Levin S, Trenholme G M
Prim Care. 1979 Mar;6(1):3-12.
Antibiotics with small but definable mortality, such as chloramphenicol, should not be used when safer drugs will suffice. Antibiotics with a low (1 to 5 per cent) morbidity should not be used when safer drugs are available. Therefore, cleocin, minocycline, or oral erythromycin estolate should rarely be used and regular erythromycin base is almost always preferable. Fever should not be treated with antibiotics since they are not antipyretics. "Colds" should not be treated with antibiotics, but antibiotics should be administered to patients with a history of chronic bronchitis, sinusitis, and recurrent otitis as soon as any symptoms begin. Intramuscular antibiotics should not be given except for benzathine penicillin. Use placebos instead of antibiotics when the patient's psyche demands an intramuscular injection. Make certain that the needle, syringe, and solution are sterile. Agents other than penicillin or cephalosporins should be used in patients with a definite history of penicillin allergy. Combination antibiotics or broad spectrum antibiotics like cephelosporins or tetracyclines should not be used when narrow spectrum antibiotics of known efficacy are available for specific syndromes such as streptococcal pharyngitis.

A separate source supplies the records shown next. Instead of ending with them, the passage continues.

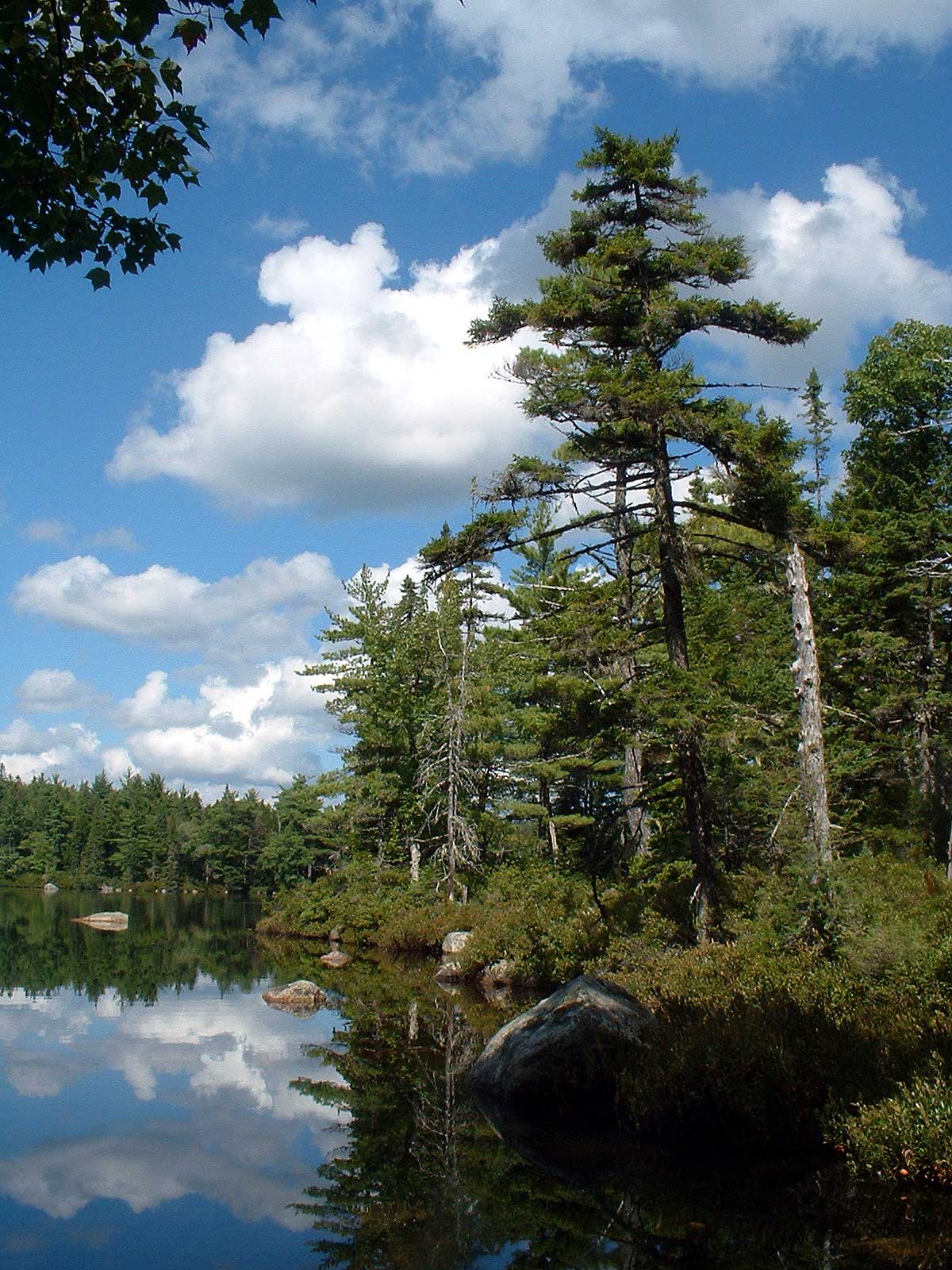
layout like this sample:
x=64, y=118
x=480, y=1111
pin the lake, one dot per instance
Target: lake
x=156, y=1113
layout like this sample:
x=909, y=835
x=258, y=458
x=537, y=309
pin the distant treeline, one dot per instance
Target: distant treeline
x=145, y=832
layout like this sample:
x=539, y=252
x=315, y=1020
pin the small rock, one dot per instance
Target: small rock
x=456, y=941
x=106, y=921
x=497, y=976
x=450, y=972
x=301, y=999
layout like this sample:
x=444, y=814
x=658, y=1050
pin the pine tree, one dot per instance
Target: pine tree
x=890, y=587
x=819, y=429
x=636, y=264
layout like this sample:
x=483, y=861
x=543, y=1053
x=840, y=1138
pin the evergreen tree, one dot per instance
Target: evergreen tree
x=636, y=262
x=819, y=429
x=888, y=597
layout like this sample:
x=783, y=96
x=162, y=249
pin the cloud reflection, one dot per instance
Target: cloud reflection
x=215, y=1073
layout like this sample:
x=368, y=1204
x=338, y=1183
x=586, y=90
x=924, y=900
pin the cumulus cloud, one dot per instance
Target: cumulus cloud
x=48, y=531
x=117, y=537
x=366, y=398
x=503, y=73
x=258, y=611
x=27, y=751
x=839, y=258
x=258, y=733
x=283, y=229
x=52, y=691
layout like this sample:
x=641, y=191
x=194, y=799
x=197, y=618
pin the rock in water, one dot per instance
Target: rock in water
x=456, y=941
x=451, y=971
x=300, y=999
x=565, y=1056
x=106, y=921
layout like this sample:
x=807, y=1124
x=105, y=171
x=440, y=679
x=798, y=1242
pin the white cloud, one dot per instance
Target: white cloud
x=27, y=751
x=505, y=73
x=247, y=733
x=52, y=691
x=48, y=531
x=150, y=705
x=367, y=398
x=117, y=537
x=281, y=228
x=258, y=611
x=839, y=258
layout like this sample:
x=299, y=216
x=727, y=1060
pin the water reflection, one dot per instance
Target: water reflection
x=156, y=1113
x=140, y=1083
x=427, y=1180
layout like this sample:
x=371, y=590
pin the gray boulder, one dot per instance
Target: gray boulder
x=566, y=1054
x=456, y=941
x=301, y=999
x=106, y=921
x=451, y=971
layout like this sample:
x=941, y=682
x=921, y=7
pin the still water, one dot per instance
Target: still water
x=156, y=1113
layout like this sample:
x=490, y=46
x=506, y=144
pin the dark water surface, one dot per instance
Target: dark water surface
x=156, y=1113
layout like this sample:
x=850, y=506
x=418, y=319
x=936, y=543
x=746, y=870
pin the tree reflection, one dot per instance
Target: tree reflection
x=169, y=943
x=424, y=1181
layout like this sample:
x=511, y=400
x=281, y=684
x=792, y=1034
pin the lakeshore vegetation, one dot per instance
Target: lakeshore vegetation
x=666, y=708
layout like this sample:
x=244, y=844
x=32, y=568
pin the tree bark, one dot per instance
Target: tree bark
x=638, y=829
x=806, y=685
x=697, y=806
x=924, y=727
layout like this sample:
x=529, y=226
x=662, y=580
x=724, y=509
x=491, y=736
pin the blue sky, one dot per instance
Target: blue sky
x=197, y=459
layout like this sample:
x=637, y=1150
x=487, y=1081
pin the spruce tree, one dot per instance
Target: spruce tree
x=640, y=270
x=819, y=429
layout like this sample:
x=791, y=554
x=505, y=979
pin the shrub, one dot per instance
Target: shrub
x=908, y=1134
x=543, y=922
x=420, y=929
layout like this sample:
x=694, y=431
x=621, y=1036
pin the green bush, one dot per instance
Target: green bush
x=420, y=929
x=543, y=922
x=908, y=1134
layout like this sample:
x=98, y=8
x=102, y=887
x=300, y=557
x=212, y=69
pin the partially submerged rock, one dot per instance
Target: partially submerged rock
x=456, y=941
x=451, y=971
x=499, y=975
x=566, y=1054
x=106, y=921
x=300, y=999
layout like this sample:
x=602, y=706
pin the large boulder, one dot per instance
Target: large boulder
x=301, y=999
x=566, y=1056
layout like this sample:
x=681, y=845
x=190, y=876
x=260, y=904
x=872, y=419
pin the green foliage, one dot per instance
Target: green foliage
x=416, y=927
x=543, y=922
x=93, y=129
x=905, y=1136
x=359, y=899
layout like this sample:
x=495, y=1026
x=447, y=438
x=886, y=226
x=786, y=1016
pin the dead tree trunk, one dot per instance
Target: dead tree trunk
x=638, y=827
x=806, y=685
x=687, y=743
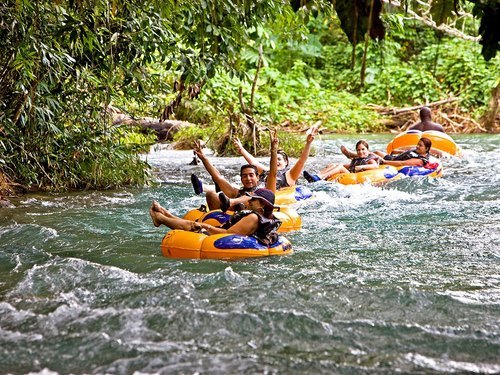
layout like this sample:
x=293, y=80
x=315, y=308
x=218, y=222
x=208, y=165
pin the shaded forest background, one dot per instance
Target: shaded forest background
x=76, y=77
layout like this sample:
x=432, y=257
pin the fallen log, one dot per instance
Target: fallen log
x=164, y=130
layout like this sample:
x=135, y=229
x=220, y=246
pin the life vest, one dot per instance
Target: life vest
x=266, y=230
x=359, y=161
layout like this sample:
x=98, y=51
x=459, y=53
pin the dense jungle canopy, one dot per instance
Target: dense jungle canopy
x=69, y=67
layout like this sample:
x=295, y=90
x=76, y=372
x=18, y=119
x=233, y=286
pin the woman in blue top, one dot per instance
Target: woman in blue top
x=418, y=157
x=364, y=161
x=258, y=220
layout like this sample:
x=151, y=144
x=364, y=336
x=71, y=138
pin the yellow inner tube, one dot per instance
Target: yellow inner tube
x=181, y=244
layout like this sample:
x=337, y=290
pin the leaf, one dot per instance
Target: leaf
x=441, y=10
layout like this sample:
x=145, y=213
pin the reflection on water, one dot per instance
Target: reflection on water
x=400, y=278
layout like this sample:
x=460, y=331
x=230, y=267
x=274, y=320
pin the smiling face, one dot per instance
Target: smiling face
x=362, y=150
x=249, y=178
x=421, y=148
x=281, y=162
x=255, y=205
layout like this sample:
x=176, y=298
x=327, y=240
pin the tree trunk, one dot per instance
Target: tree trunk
x=490, y=117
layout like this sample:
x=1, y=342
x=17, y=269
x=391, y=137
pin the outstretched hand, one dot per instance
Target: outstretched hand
x=312, y=132
x=273, y=137
x=198, y=150
x=237, y=143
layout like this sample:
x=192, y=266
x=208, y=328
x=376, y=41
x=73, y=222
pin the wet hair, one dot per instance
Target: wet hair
x=247, y=166
x=364, y=143
x=425, y=113
x=285, y=156
x=427, y=143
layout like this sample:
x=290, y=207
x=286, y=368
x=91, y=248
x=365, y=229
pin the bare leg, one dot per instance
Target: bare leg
x=213, y=200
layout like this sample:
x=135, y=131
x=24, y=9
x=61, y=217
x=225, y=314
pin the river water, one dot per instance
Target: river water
x=402, y=278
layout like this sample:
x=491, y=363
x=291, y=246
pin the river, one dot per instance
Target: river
x=402, y=278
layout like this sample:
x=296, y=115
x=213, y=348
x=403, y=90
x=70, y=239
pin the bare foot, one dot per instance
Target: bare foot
x=152, y=213
x=158, y=208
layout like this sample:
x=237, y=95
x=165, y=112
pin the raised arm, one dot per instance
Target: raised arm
x=224, y=185
x=273, y=163
x=248, y=156
x=294, y=173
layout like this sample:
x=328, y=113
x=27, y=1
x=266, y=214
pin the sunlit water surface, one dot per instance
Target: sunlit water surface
x=404, y=278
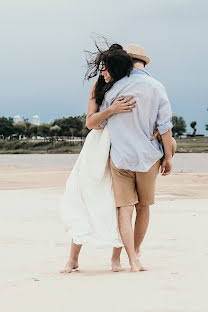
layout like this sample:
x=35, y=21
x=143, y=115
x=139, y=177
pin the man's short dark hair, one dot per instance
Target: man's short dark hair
x=134, y=60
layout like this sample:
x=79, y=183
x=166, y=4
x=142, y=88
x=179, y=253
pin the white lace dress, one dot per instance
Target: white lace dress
x=88, y=208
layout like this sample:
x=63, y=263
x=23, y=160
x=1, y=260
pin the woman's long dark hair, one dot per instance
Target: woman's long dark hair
x=116, y=61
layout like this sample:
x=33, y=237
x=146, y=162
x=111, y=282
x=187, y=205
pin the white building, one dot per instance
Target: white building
x=36, y=120
x=17, y=119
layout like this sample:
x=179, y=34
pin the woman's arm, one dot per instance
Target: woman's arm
x=95, y=118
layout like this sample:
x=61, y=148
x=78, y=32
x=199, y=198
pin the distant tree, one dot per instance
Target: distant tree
x=20, y=129
x=44, y=130
x=179, y=126
x=34, y=130
x=55, y=131
x=27, y=128
x=6, y=127
x=193, y=126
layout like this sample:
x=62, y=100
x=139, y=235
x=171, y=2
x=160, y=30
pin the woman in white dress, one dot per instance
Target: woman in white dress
x=88, y=208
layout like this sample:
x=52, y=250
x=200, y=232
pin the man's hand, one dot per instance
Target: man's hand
x=166, y=166
x=155, y=135
x=122, y=105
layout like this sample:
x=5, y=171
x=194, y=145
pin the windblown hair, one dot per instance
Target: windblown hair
x=118, y=63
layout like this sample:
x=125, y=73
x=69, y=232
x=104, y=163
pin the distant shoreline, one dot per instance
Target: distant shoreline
x=184, y=145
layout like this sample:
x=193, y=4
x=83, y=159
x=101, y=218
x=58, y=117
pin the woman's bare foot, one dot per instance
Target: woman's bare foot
x=116, y=265
x=71, y=266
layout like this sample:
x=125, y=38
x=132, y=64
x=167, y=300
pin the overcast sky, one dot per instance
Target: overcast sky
x=42, y=63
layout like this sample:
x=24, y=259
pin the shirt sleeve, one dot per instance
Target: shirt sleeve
x=102, y=108
x=164, y=117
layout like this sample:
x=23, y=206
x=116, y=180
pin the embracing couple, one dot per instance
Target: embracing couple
x=116, y=171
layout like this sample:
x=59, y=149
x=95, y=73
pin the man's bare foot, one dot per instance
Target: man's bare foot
x=70, y=267
x=116, y=265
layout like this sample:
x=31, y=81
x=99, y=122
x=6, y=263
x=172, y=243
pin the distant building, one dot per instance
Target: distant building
x=17, y=119
x=36, y=120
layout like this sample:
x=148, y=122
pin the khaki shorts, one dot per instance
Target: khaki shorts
x=131, y=187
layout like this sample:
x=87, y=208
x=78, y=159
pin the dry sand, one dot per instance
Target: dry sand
x=34, y=247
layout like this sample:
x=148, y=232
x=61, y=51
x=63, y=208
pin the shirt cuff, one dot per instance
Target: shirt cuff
x=103, y=124
x=165, y=127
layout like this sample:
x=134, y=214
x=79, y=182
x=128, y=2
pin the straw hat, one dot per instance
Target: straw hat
x=138, y=52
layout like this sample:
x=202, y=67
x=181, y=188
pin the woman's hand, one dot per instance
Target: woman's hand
x=156, y=135
x=121, y=105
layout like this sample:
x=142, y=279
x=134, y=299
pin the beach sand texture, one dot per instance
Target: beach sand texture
x=34, y=246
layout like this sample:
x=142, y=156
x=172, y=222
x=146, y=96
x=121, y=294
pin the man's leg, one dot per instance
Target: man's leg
x=141, y=224
x=116, y=261
x=127, y=235
x=72, y=263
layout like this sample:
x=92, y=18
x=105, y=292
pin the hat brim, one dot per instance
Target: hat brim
x=140, y=57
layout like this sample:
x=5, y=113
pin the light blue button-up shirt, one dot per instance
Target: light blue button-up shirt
x=130, y=132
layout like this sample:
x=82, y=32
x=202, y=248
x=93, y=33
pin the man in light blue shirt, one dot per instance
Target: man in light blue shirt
x=135, y=158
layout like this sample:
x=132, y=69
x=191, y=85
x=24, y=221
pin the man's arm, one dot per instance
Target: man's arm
x=164, y=124
x=166, y=166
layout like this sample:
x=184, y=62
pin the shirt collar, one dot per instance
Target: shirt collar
x=140, y=71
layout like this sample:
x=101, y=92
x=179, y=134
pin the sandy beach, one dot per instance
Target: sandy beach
x=34, y=246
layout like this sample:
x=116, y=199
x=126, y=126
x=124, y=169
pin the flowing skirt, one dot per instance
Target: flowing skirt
x=88, y=208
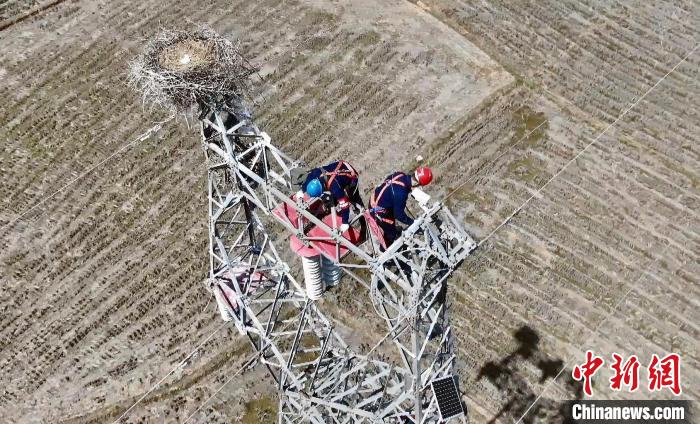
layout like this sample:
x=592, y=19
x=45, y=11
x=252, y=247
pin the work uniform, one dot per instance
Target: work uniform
x=388, y=204
x=341, y=180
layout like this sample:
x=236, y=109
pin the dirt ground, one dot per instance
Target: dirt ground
x=102, y=289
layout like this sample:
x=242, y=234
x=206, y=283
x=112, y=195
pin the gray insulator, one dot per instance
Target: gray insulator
x=313, y=277
x=331, y=272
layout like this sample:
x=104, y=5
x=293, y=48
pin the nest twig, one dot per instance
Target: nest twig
x=179, y=69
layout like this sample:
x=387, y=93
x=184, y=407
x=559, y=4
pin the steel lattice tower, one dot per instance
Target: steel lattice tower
x=320, y=379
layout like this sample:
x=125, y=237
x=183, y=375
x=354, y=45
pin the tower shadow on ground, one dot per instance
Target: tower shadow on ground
x=508, y=376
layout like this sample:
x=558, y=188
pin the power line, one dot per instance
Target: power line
x=178, y=366
x=251, y=359
x=146, y=135
x=245, y=365
x=595, y=140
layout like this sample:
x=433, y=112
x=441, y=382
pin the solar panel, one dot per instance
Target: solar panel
x=447, y=397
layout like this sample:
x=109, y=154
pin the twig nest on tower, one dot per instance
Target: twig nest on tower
x=179, y=69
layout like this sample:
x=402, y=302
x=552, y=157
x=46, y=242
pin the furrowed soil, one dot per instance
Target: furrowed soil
x=102, y=283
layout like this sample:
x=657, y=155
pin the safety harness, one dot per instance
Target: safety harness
x=374, y=200
x=349, y=171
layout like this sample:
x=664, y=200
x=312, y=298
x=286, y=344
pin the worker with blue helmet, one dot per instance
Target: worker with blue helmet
x=339, y=179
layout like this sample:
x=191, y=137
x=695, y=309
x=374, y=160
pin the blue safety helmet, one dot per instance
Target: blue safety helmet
x=314, y=188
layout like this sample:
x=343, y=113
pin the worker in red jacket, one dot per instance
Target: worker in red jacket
x=388, y=201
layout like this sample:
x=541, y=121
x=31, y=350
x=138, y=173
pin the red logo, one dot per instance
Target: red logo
x=627, y=374
x=587, y=370
x=663, y=373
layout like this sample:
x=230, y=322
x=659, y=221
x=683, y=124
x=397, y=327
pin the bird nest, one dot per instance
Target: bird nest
x=179, y=69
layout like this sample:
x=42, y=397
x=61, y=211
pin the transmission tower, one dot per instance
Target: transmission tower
x=320, y=379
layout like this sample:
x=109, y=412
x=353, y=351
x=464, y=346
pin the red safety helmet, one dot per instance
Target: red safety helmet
x=424, y=175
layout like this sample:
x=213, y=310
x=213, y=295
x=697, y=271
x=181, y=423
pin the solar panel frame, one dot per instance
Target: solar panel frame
x=447, y=397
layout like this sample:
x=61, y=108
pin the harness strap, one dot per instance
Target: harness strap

对于死亡率虽低但可明确的抗生素,如氯霉素,在有更安全的药物可用时不应使用。当有更安全的药物时,发病率低(1%至5%)的抗生素也不应使用。因此,氯林可霉素、米诺环素或口服无味红霉素应很少使用,常规的红霉素碱几乎总是更可取的。发热不应使用抗生素治疗,因为它们不是退烧药。“感冒”不应使用抗生素治疗,但对于有慢性支气管炎、鼻窦炎和复发性中耳炎病史的患者,一旦出现任何症状就应给予抗生素治疗。除苄星青霉素外,不应给予肌肉注射抗生素。当患者心理上要求进行肌肉注射时,可用安慰剂代替抗生素。确保针头、注射器和溶液无菌。有明确青霉素过敏史的患者应使用除青霉素或头孢菌素以外的药物。当针对特定综合征(如链球菌性咽炎)有已知疗效的窄谱抗生素可用时,不应使用联合抗生素或广谱抗生素(如头孢菌素或四环素)。